Rolling Stone ha scelto di affidare la memoria della Shoah alla musica, grazie a Francesco Lotoro, insegnante di pianoforte al conservatorio di Foggia che ha dedicato la sua vita a scovare e far rinascere partiture musicali scritte da ebrei ed internati.
Loro non sono sopravvissuti all’orrore, ma la loro musica sì. Il professor Lotoro si è avvicinato per curiosità a questo mondo di spartiti scritti e dispersi ovunque, dai nastri alla carta igienica; una curiosità che pian piano è diventata missione etica, umana ed artistica.
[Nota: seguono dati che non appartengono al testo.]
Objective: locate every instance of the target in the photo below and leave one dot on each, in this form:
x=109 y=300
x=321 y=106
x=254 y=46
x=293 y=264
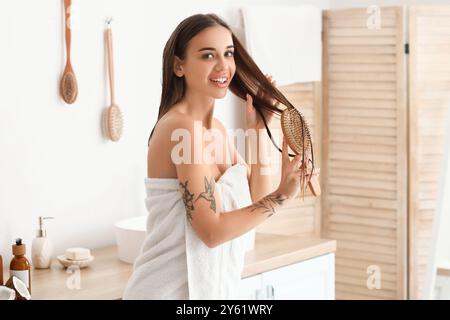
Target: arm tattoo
x=268 y=202
x=188 y=198
x=208 y=194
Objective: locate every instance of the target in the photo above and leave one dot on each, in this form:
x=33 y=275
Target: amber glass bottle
x=20 y=266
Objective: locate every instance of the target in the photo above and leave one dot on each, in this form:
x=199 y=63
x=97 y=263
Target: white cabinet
x=309 y=279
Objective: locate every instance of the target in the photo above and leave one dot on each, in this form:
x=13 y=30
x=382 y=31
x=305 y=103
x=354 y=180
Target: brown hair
x=247 y=79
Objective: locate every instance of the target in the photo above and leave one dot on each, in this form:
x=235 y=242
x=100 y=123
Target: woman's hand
x=253 y=118
x=290 y=174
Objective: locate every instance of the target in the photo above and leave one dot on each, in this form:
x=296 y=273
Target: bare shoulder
x=235 y=155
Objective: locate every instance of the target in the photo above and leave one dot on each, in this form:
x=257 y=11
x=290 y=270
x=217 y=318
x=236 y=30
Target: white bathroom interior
x=57 y=162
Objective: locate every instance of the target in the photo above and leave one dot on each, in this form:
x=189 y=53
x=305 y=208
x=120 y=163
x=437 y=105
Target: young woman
x=200 y=211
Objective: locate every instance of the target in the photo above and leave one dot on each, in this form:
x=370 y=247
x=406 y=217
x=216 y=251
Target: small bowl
x=80 y=263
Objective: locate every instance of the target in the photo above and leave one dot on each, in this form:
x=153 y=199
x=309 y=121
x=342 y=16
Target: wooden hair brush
x=297 y=135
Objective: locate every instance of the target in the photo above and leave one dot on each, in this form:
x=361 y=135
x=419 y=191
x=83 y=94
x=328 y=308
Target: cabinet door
x=310 y=279
x=251 y=288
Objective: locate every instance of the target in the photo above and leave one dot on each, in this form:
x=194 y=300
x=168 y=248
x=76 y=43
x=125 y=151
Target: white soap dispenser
x=41 y=248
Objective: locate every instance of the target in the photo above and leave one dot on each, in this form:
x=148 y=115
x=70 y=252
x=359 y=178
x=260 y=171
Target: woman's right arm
x=203 y=204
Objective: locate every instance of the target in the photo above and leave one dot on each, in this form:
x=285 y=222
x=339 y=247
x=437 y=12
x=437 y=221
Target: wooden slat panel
x=429 y=96
x=364 y=199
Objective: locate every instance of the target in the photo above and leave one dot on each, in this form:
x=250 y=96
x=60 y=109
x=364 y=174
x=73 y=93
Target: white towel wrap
x=174 y=263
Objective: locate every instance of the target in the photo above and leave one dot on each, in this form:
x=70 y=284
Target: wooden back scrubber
x=68 y=85
x=112 y=118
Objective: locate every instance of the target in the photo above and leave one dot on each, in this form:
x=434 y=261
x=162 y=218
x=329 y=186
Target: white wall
x=335 y=4
x=54 y=160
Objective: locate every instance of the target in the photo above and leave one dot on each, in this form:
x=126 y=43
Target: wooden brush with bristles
x=113 y=118
x=68 y=85
x=296 y=132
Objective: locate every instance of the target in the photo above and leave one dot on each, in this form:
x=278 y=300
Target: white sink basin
x=130 y=234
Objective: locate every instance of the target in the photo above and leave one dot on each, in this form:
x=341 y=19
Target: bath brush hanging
x=68 y=85
x=296 y=132
x=112 y=118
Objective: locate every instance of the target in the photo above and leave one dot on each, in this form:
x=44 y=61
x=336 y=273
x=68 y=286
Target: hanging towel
x=285 y=41
x=174 y=263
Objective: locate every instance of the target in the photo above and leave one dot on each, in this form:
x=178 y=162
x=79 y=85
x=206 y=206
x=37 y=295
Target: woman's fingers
x=285 y=156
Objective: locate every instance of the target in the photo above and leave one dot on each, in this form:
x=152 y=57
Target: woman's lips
x=218 y=84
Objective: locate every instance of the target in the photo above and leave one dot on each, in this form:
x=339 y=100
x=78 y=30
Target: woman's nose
x=221 y=64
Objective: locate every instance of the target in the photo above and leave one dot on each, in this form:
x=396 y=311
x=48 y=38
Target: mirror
x=437 y=284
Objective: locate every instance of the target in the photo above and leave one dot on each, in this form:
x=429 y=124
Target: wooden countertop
x=107 y=276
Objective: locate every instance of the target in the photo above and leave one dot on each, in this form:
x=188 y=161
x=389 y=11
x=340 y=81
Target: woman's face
x=209 y=64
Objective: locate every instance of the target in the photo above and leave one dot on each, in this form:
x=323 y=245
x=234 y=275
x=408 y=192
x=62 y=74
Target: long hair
x=248 y=78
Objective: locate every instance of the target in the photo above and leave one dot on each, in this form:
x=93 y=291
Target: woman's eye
x=228 y=53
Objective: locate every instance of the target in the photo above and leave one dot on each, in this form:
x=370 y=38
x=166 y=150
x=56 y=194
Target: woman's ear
x=177 y=67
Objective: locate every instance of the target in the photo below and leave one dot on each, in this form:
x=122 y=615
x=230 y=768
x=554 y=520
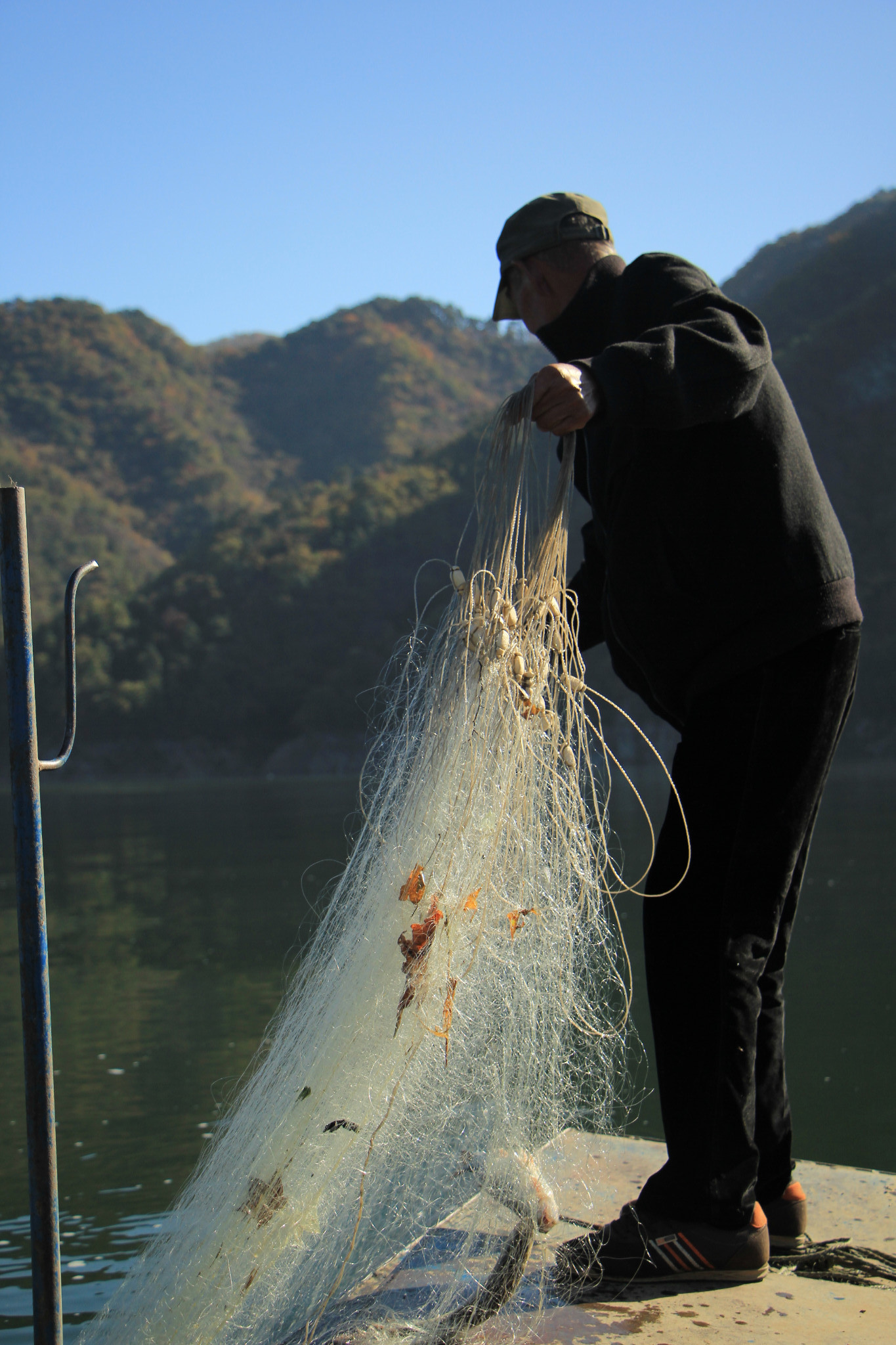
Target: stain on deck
x=591 y=1178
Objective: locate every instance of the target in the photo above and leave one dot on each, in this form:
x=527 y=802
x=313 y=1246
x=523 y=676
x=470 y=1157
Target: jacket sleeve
x=587 y=585
x=706 y=365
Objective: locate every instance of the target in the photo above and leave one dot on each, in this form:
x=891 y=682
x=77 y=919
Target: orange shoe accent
x=794 y=1192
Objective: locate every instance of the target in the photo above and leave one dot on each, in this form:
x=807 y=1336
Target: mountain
x=259 y=506
x=828 y=299
x=206 y=478
x=381 y=381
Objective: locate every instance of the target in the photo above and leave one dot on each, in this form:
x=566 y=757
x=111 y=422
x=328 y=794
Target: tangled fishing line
x=465 y=996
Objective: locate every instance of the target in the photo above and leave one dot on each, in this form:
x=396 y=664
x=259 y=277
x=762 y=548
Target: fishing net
x=465 y=994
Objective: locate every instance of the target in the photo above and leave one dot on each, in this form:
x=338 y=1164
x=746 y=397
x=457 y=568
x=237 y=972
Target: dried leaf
x=516 y=919
x=417 y=953
x=416 y=885
x=264 y=1199
x=448 y=1015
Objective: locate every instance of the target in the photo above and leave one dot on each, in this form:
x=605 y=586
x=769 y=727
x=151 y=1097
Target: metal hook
x=65 y=751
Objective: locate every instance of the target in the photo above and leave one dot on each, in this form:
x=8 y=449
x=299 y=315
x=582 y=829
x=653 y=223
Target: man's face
x=542 y=291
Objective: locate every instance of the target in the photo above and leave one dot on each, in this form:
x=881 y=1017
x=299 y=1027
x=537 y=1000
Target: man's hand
x=565 y=399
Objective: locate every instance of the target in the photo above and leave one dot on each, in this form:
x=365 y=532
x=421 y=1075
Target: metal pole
x=46 y=1278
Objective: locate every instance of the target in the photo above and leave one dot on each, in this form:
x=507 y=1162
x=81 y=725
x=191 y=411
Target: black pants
x=750 y=768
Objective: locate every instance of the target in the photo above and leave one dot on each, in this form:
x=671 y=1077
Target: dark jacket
x=714 y=545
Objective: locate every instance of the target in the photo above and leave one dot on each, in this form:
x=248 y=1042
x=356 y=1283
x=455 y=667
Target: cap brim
x=504 y=305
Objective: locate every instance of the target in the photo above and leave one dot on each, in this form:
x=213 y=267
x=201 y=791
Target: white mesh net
x=463 y=1000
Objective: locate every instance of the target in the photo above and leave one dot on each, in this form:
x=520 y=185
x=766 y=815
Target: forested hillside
x=828 y=298
x=259 y=506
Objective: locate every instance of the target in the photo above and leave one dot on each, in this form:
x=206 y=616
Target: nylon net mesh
x=464 y=997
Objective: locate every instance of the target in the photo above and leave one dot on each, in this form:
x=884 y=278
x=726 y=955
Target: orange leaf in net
x=516 y=919
x=416 y=885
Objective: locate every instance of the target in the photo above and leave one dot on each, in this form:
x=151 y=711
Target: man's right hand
x=565 y=399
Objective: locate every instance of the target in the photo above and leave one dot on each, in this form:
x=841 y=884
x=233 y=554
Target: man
x=721 y=583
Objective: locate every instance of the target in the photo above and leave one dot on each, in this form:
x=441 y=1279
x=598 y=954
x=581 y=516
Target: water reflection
x=175 y=915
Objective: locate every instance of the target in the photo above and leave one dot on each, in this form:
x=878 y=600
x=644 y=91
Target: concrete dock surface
x=591 y=1178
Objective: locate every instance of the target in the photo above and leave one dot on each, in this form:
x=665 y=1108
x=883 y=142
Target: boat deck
x=591 y=1178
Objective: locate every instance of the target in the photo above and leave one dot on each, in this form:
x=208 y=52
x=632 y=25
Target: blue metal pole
x=46 y=1278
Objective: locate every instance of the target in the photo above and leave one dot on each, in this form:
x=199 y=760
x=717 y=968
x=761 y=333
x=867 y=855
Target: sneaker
x=788 y=1220
x=649 y=1247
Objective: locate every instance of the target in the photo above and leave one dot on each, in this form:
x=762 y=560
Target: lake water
x=175 y=915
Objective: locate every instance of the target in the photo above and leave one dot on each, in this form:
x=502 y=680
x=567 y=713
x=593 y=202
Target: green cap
x=543 y=223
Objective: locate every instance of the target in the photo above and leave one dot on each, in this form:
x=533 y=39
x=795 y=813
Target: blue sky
x=247 y=167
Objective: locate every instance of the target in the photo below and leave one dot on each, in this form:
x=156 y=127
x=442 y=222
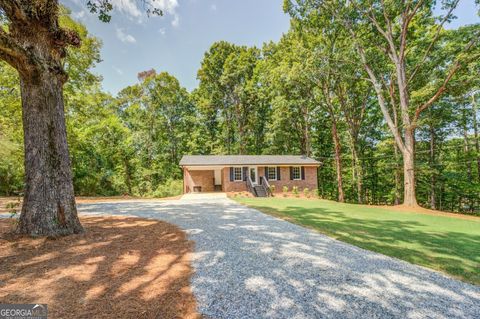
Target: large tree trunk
x=433 y=179
x=49 y=203
x=409 y=194
x=338 y=160
x=475 y=134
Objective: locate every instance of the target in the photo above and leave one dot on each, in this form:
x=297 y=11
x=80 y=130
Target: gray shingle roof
x=214 y=160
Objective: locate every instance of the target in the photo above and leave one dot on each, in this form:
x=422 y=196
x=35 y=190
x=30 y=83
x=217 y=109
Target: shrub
x=306 y=192
x=170 y=188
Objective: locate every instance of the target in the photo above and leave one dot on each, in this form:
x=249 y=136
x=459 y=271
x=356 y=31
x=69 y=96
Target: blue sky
x=176 y=42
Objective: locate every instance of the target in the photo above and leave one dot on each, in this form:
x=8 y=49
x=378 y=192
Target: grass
x=446 y=243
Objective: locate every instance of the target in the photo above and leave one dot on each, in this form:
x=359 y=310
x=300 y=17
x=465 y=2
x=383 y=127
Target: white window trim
x=241 y=174
x=299 y=173
x=268 y=173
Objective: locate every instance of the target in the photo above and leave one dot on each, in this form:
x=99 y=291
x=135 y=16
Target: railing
x=250 y=187
x=266 y=186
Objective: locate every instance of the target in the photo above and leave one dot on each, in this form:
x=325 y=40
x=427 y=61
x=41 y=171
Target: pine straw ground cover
x=120 y=267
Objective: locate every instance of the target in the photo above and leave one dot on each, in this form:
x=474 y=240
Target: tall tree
x=33 y=41
x=404 y=37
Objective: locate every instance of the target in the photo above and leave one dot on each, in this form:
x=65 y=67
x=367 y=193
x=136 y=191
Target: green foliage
x=285 y=98
x=169 y=188
x=397 y=233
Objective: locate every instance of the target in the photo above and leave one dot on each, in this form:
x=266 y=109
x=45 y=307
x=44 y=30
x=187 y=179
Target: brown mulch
x=4 y=201
x=121 y=267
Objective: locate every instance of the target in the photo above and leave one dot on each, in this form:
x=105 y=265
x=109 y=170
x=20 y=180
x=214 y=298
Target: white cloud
x=79 y=15
x=176 y=20
x=125 y=37
x=118 y=70
x=128 y=7
x=134 y=10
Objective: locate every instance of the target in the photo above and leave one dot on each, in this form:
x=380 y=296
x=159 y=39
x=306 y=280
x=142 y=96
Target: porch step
x=259 y=191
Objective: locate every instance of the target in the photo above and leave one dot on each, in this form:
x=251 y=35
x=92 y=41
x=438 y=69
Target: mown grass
x=446 y=243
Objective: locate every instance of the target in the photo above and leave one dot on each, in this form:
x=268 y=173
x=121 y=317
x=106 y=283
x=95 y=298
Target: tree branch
x=443 y=87
x=10 y=50
x=434 y=40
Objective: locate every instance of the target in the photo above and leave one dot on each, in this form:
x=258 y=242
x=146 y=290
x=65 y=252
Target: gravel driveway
x=251 y=265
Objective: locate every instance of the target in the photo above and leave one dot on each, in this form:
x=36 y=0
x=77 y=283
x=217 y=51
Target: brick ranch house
x=253 y=173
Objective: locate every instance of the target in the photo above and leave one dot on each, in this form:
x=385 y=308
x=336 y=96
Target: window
x=272 y=173
x=296 y=173
x=237 y=174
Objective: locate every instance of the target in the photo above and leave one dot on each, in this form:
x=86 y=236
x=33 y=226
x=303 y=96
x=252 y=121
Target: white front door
x=253 y=174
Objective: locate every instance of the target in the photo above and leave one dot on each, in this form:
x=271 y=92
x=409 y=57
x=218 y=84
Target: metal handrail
x=250 y=185
x=266 y=186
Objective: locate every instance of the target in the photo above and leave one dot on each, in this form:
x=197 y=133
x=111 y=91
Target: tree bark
x=49 y=201
x=475 y=134
x=433 y=178
x=338 y=160
x=409 y=191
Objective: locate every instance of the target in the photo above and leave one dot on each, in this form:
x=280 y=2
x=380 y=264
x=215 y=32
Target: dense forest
x=381 y=99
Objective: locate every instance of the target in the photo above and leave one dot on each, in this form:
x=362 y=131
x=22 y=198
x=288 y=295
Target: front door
x=253 y=174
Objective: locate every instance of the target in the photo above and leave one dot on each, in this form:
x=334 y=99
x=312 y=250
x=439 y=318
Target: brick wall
x=310 y=180
x=229 y=186
x=203 y=178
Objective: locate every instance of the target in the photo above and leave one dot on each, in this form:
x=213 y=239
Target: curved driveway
x=251 y=265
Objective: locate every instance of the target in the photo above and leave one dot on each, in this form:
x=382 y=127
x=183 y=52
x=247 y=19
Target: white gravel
x=251 y=265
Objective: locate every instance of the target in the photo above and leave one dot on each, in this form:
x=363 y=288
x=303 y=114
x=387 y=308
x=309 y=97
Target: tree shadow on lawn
x=121 y=267
x=251 y=265
x=455 y=253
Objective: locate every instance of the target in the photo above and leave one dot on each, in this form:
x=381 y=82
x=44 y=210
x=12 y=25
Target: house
x=253 y=173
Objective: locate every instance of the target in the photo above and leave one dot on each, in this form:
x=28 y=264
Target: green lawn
x=448 y=244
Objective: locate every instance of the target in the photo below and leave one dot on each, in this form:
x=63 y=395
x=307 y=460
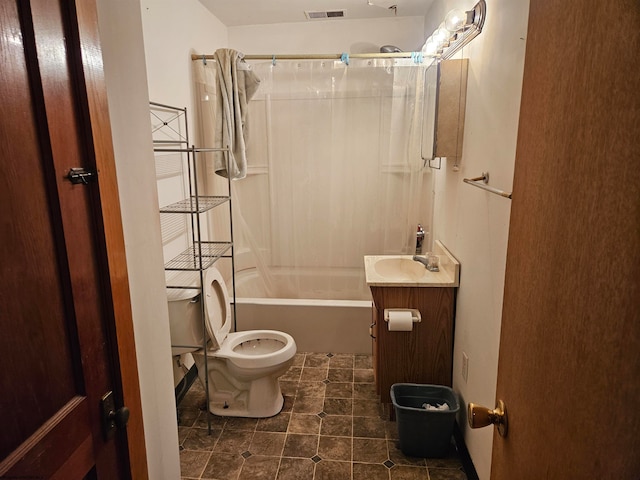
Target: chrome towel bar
x=481 y=182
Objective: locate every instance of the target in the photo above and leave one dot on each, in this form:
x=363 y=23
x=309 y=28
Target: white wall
x=329 y=36
x=173 y=30
x=124 y=64
x=472 y=223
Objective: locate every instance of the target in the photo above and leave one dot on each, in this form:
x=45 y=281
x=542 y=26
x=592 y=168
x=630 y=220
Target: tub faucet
x=419 y=239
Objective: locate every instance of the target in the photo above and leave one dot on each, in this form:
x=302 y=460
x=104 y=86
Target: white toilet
x=243 y=366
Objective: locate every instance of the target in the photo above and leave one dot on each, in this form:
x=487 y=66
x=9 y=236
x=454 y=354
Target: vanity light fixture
x=457 y=29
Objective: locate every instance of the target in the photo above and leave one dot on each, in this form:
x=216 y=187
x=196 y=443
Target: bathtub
x=337 y=325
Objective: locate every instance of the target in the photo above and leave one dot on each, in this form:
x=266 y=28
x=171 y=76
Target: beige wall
x=330 y=36
x=171 y=30
x=124 y=64
x=472 y=223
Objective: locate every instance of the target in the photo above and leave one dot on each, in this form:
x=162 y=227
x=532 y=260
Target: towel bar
x=476 y=182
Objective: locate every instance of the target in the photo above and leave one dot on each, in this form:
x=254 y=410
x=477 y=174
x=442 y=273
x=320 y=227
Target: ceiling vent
x=319 y=15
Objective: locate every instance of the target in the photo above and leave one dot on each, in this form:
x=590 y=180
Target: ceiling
x=255 y=12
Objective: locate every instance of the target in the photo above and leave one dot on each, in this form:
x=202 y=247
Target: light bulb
x=441 y=37
x=430 y=48
x=455 y=20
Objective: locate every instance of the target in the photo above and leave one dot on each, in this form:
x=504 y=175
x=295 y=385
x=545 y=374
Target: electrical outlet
x=465 y=366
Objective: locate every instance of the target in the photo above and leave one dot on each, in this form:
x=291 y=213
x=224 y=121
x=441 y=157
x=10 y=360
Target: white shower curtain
x=334 y=172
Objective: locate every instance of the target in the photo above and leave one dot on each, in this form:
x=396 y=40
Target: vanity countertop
x=403 y=271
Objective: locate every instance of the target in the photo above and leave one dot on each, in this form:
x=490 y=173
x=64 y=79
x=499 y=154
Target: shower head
x=389 y=49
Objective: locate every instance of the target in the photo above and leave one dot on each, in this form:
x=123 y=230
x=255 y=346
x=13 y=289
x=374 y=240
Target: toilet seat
x=248 y=349
x=217 y=311
x=257 y=348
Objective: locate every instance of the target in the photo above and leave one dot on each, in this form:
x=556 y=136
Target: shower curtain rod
x=314 y=56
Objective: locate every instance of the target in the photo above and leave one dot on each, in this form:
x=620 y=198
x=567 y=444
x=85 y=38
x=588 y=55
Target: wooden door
x=569 y=366
x=58 y=344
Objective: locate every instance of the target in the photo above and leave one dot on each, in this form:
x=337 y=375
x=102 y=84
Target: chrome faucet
x=419 y=239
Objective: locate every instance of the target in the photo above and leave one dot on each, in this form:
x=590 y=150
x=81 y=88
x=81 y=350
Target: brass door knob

È partito per la prima volta nel 1990 e non si è più fermato.
Ha incontrato le famiglie dei deportati e ha trascritto più di 4.000 opere su pentagramma (ne sono nati 24 cd prodotti dall’associazione Musikstrasse): moltissime le trovate nell’Enciclopedia Thesaurus Musicae Concentrationariae (Kz Music) ma sono più di 13.000 quelle ancora da decifrare. Un lavoro che impegna le notti di Francesco, nel suo appartamento di Barletta stracolmo di materiale.
«Fare musica è da sempre una esigenza intellettuale e spirituale dell’uomo; deportazione, cattività, lavoro coatto e altre forme di costrizione fisica e psicologica non ostacolarono ma anzi incoraggiarono i processi di creazione artistica», dice Lotoro. È quello che è successo anche nei lager del Terzo Reich, dove spesso erano presenti strumenti musicali e si improvvisavano formazioni musicali che suonavano all’arrivo dei treni pieni di deportati. All’inizio era una strategia per celare quello che stava per succedere. Ora è il modo in cui l’arte è sopravvissuta alla furia dello sterminio nazista.